CAMBRIDGE - Few forms of art seem more rarefied than Renaissance polyphony. Its flow of religious praise melded to sinuous contrapuntal melodies appears to belong not just to another time but to another universe. Yet at Sunday's concert by the extraordinary Blue Heron Renaissance Choir, the real world managed to creep subtly and uneasily in.
The largest single work on the chorus's all-English program was the "Missa Mater Christi" by John Taverner. This Mass setting is based on a motet of the same name, and each of its four polyphonic movements - the opening Kyrie is chanted - reuses and explores music from the motet, teasing out its material into a sweeping series of variations.
Interestingly, music director Scott Metcalfe dispersed the Mass's movements over the program's two halves, interweaving them with motets by William Byrd and John Mason. Byrd's compact and vigorous "Vigilate" was the curtain raiser for the Gloria and Credo. Their soaring upper lines and glittering harmonies seemed to bespeak the simple joy of God's presence and the solidity of faith.
Doubt began to creep in during Mason's complex "Quales sumus O miseri." Its title translates as "What are we, O wretches," and it sets an unusually graphic and melancholy text for five low voices. Though it is a plea for the Virgin's mercy, much of the music remains transfixed in darkness.

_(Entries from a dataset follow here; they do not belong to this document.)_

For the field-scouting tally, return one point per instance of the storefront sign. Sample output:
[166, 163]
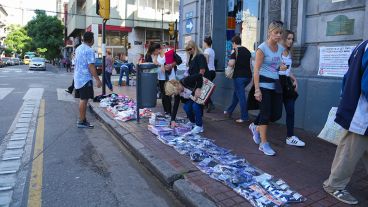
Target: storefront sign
[333, 61]
[189, 26]
[340, 25]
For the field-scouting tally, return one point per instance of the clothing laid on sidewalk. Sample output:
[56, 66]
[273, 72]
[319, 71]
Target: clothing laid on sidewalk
[241, 78]
[271, 104]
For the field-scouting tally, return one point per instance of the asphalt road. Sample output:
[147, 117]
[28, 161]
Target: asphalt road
[80, 167]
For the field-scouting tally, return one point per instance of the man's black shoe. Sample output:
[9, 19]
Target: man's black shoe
[84, 124]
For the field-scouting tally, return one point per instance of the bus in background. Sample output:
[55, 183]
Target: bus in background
[28, 56]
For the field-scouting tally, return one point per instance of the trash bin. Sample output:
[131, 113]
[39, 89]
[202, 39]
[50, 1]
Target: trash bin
[147, 85]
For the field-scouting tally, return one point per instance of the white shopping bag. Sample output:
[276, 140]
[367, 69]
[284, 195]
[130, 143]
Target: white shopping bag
[332, 132]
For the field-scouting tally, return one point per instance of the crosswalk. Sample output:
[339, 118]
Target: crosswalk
[36, 94]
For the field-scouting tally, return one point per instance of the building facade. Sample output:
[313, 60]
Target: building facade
[133, 24]
[3, 25]
[326, 32]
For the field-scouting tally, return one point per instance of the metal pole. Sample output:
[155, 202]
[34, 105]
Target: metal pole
[103, 56]
[162, 26]
[138, 89]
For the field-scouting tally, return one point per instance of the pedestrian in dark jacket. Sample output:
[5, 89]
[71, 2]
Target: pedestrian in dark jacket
[352, 114]
[187, 87]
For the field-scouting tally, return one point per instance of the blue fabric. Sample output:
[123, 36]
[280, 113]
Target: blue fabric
[353, 83]
[194, 112]
[239, 97]
[289, 105]
[108, 80]
[271, 64]
[84, 55]
[124, 70]
[364, 80]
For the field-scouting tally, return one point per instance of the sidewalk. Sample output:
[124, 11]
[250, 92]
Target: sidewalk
[304, 169]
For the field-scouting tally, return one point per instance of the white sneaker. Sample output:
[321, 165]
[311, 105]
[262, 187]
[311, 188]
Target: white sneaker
[197, 129]
[190, 124]
[295, 141]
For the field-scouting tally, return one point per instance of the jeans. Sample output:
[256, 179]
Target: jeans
[124, 71]
[289, 105]
[239, 97]
[194, 112]
[108, 80]
[166, 100]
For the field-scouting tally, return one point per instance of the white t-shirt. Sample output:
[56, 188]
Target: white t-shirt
[211, 58]
[160, 74]
[287, 61]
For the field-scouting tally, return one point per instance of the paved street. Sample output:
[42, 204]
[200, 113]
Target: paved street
[68, 166]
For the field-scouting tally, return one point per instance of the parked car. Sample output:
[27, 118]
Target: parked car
[98, 65]
[8, 61]
[37, 63]
[16, 61]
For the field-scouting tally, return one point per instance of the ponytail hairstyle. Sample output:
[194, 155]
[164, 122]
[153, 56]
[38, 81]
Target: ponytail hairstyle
[208, 41]
[285, 35]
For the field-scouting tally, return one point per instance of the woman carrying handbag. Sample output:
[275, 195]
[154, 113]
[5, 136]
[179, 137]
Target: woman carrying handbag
[242, 75]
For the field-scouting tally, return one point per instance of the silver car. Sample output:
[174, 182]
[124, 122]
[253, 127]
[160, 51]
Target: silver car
[37, 63]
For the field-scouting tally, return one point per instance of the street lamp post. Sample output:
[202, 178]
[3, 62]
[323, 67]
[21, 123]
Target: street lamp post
[162, 23]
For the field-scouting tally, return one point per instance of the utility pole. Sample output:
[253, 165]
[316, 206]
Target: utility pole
[103, 9]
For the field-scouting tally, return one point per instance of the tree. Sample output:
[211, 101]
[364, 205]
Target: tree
[46, 32]
[17, 40]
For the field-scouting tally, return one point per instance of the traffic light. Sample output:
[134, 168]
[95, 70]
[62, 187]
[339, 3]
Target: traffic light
[172, 29]
[103, 8]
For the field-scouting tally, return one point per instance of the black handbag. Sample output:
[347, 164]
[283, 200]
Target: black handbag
[288, 88]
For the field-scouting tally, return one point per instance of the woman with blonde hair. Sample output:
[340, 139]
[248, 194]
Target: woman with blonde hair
[186, 88]
[268, 89]
[197, 63]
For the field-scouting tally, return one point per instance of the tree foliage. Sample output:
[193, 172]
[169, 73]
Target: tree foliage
[46, 32]
[17, 40]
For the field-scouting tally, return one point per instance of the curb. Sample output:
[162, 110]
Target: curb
[160, 168]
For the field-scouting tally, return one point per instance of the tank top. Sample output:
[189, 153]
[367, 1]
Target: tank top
[288, 62]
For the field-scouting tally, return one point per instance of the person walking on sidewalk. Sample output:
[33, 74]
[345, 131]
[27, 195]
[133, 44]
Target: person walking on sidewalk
[289, 86]
[268, 89]
[108, 70]
[352, 114]
[165, 73]
[185, 88]
[240, 60]
[84, 70]
[209, 53]
[197, 65]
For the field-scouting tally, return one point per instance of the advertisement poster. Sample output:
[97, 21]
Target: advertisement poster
[333, 61]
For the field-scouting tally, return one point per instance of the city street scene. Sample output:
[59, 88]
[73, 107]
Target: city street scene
[197, 103]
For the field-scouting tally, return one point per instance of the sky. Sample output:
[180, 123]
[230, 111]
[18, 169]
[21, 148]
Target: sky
[14, 9]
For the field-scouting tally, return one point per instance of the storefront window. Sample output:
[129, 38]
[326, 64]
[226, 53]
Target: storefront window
[242, 19]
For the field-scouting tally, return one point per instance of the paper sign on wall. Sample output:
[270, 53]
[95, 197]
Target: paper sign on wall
[333, 61]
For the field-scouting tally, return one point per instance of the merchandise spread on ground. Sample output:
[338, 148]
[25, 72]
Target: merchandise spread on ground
[258, 187]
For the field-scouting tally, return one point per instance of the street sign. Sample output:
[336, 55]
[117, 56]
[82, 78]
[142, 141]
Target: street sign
[189, 26]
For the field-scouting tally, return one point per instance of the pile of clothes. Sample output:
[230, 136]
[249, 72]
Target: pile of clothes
[258, 187]
[122, 108]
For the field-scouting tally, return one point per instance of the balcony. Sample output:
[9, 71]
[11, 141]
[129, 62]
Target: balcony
[76, 16]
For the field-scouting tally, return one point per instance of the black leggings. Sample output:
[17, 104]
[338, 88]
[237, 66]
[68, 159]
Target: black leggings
[166, 100]
[211, 77]
[270, 107]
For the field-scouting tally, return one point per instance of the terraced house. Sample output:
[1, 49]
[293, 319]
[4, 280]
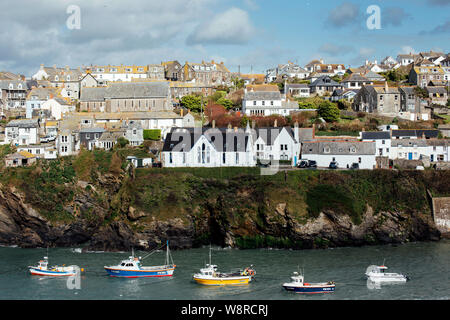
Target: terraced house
[13, 93]
[208, 73]
[66, 78]
[423, 75]
[106, 74]
[127, 97]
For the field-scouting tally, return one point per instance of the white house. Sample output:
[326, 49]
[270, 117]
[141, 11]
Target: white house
[57, 107]
[382, 141]
[408, 149]
[22, 132]
[277, 143]
[41, 151]
[265, 101]
[345, 153]
[202, 147]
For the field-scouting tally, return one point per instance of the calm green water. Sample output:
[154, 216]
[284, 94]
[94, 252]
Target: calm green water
[427, 264]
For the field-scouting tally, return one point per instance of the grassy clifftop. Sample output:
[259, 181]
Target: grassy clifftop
[217, 204]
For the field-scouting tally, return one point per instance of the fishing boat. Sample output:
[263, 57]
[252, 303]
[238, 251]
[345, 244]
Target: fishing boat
[132, 267]
[211, 277]
[299, 286]
[42, 269]
[378, 274]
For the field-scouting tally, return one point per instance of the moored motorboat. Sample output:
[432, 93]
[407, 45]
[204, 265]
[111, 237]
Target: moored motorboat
[379, 274]
[299, 286]
[42, 269]
[211, 277]
[132, 268]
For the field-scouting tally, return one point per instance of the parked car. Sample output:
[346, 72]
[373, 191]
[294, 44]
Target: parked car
[312, 164]
[333, 165]
[355, 166]
[303, 164]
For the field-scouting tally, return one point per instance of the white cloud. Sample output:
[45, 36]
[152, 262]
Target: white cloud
[230, 27]
[408, 50]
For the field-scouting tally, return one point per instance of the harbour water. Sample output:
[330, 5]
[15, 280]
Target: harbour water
[427, 265]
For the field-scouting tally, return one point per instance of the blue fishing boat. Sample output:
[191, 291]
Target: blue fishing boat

The mood was extended in the second half, as three Byrd motets surrounded the glowing Sanctus and wistful Agnus Dei of Taverner's Mass. Each motet invoked the image of Jerusalem within themes of distance and inaccessibility. "Quomodo cantabimus" pictured it as the longed-for site of return from exile. "Ne irascaris," one of Byrd's greatest creations, saw the holy city in ruins, lamenting "Jerusalem is forsaken." And "Haec dicit Dominus," with its shifting tonalities, held out the bare possibility that Israel's children "shall return to their borders."
Though Metcalfe's program note made a brief allusion to religious conflict, there was no didactic point made here, no simple sloganeering. But the program was a reminder that even in the ethereal company of music more than 400 years old, the discord of the present is always present. It was a striking, if unsettling, realization.
In its eight seasons, Blue Heron has established itself as the city's finest purveyor of Renaissance polyphony, and Sunday's concert only enhanced that impression. Its 14 voices create a sound that's almost sensually rich, yet balanced and incandescent. Metcalfe maintained superb control over texture and dynamics. A well-filled First Church indicated that the chorus already has a devoted following, one that should grow during its ninth season.